Si estás embarazada, ya te habrás dado cuenta que, en el complejo vitamínico que nos recomienda el ginecólogo para la gestación, está presente el Omega 3. Mientras que antes las vitaminas y los minerales eran la base de los suplementos vitamínicos, ahora todos van enriquecidos con ácidos grasos esenciales Omega 3.

¿Por qué? La razón es que el Omega 3 se encuentra fundamentalmente en el pescado y en sus aceites, concretamente en la caballa, el atún, el pez espada, los arenques, las sardinas, las anchoas, los salmones y las parrochas y, actualmente tienen un alto contenido de mercurio, un metal altamente tóxico, sobre todo, para el feto durante su desarrollo dentro del útero materno ya que puede llegar a producir daños neurológicos y cerebrales.

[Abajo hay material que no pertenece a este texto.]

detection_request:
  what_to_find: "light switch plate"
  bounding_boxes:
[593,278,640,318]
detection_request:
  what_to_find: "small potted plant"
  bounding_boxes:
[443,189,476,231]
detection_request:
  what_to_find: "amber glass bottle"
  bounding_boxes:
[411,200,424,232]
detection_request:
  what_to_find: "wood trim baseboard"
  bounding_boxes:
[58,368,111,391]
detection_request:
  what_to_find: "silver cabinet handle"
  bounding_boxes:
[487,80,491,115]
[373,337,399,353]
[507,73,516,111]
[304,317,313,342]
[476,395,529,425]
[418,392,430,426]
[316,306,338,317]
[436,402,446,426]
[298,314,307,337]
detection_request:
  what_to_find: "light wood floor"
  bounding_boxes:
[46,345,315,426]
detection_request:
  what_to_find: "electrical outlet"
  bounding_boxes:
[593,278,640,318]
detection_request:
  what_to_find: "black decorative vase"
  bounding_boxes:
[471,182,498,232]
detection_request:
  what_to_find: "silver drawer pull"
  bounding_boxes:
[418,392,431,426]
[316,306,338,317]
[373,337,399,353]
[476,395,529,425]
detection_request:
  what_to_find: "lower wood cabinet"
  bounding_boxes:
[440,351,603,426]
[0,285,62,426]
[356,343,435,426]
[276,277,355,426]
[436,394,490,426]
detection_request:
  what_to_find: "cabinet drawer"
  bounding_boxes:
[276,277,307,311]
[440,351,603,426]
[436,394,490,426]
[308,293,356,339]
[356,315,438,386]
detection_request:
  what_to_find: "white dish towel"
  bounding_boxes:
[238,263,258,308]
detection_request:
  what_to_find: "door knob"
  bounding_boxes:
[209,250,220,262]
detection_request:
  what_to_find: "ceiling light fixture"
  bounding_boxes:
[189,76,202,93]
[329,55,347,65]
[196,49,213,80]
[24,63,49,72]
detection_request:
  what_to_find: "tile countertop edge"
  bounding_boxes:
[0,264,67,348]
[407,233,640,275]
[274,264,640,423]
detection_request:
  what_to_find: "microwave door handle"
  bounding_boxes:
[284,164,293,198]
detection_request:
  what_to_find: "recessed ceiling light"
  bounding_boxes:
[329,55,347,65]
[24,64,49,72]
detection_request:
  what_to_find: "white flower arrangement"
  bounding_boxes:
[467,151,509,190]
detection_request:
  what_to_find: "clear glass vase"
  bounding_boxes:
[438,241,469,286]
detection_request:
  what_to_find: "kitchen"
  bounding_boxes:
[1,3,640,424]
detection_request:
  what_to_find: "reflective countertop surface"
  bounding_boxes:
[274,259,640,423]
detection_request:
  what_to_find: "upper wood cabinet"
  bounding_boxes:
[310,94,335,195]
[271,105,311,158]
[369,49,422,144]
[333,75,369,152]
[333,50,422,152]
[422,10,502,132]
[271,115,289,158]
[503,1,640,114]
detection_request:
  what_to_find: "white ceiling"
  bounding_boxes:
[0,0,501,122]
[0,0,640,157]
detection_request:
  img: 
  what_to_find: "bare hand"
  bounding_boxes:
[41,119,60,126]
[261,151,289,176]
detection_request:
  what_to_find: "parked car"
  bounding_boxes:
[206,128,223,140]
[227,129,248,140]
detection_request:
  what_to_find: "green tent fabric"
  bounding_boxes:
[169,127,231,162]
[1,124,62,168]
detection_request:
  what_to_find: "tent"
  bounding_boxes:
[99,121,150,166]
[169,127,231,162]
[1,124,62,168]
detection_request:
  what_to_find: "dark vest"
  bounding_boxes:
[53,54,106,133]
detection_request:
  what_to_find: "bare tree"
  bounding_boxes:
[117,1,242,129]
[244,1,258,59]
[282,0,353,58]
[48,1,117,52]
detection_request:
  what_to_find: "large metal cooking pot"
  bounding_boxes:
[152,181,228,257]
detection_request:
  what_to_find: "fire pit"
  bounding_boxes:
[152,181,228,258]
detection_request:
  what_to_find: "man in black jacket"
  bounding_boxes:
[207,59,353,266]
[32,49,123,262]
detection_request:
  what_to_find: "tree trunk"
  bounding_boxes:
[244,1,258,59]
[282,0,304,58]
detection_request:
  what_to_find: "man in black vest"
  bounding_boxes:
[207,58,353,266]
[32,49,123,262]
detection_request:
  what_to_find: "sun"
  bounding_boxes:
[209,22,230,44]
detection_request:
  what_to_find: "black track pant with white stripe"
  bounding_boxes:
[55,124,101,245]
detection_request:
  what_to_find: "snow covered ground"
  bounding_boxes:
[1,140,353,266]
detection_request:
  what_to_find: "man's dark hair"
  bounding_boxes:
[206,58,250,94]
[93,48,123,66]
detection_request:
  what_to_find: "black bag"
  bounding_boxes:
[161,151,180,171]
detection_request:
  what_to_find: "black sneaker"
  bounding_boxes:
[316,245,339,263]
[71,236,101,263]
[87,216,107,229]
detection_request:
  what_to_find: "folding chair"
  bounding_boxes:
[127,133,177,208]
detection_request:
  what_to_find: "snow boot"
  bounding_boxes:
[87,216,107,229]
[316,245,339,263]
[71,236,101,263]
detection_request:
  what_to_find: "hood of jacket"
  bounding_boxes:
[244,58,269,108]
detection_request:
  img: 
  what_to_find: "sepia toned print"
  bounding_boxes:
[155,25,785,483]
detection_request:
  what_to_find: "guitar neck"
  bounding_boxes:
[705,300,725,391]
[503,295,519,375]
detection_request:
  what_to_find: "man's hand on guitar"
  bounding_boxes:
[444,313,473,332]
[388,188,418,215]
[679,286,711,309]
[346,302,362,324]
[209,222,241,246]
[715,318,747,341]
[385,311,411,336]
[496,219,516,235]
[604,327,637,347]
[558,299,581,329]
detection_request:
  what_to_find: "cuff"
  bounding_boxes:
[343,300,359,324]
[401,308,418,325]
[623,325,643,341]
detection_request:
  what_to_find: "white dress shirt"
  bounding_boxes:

Alimentos ricos en Omega 3 para embarazadas

Omega 3 libre de mercuriodurante el embarazo

Consumir Omega 3 mediante suplementos, como me recomendó mi ginecóloga en el segundo embarazo, es la opción más segura para ti y para tu bebé, ya que si eliminamos las fuentes acuáticas, el Omega 3 también puedes encontrarlo en alimentos enriquecidos (huevos, pan y zumos), vegetales de hoja verde oscura, aceites de girasol y linaza, y nueces.

Para mi, no era fácil comer la cantidad adecuada de estos alimentos a diario y la solución fueron los suplementos. Durante la década pasada, se descubrió la importancia de consumir alimentos que contuvieran Omega 3 durante el embarazo. Este ácido graso esencial juega un papel fundamental en el proceso de desarrollo y de crecimiento del bebé.

El Omega 3 es beneficioso para el desarrollo del cerebro, la formación de la retina y el desarrollo del sistema nervioso central. Si el bebé no consiguiera la cantidad adecuada de Omega 3, a través de la alimentación materna, comenzaría a tomarlo de las reservas de la madre, que se localizan en el cerebro.

Por tanto, según algunos investigadores, la deficiencia de Omega 3 podría tener como consecuencia la pérdida de hasta un 3 por ciento de las células cerebrales maternas. Además, el Omega 3 es también necesario para disfrutar de un embarazo sano y saludable porque ayuda a reducir las probabilidades de desarrollar preclampsia, reduce el riesgo de sufrir de depresión postparto, incrementa las posibilidades de dar a luz a un bebé de bajo peso y minimiza las posibilidades de tener un parto pretérmino o mediante cesárea.

Y aún hay más. El hecho de consumir Omega 3 durante el embarazo ha probado que, según los estudios llevados a cabo en bebés expuestos a niveles adecuados de Omega 3 durante la gestación, éstos podían mantener su atención por un mayor período de tiempo, y a su vez, poseían una mayor agudeza visual si se los comparaba con otros niños no expuestos a dosis de Omega 3.

Su desarrollo también fue precoz, superando por dos semanas al de los otros niños, y además presentaban una menor probabilidad de padecer problemas de desarrollo y de conducta en el futuro, y una menor incidencia de padecer de cáncer de mama y de próstata. Durante el embarazo, la dosis recomendada es de 250 mgs. de Omega 3 por día, sobre todo durante el tercer trimestre, ya que durante esta etapa el bebé utilizará el Omega 3 para la formación de aproximadamente el 70 por ciento de su sistema cerebral y, al mismo tiempo estará, además, actuando en el resto de su sistema nervioso.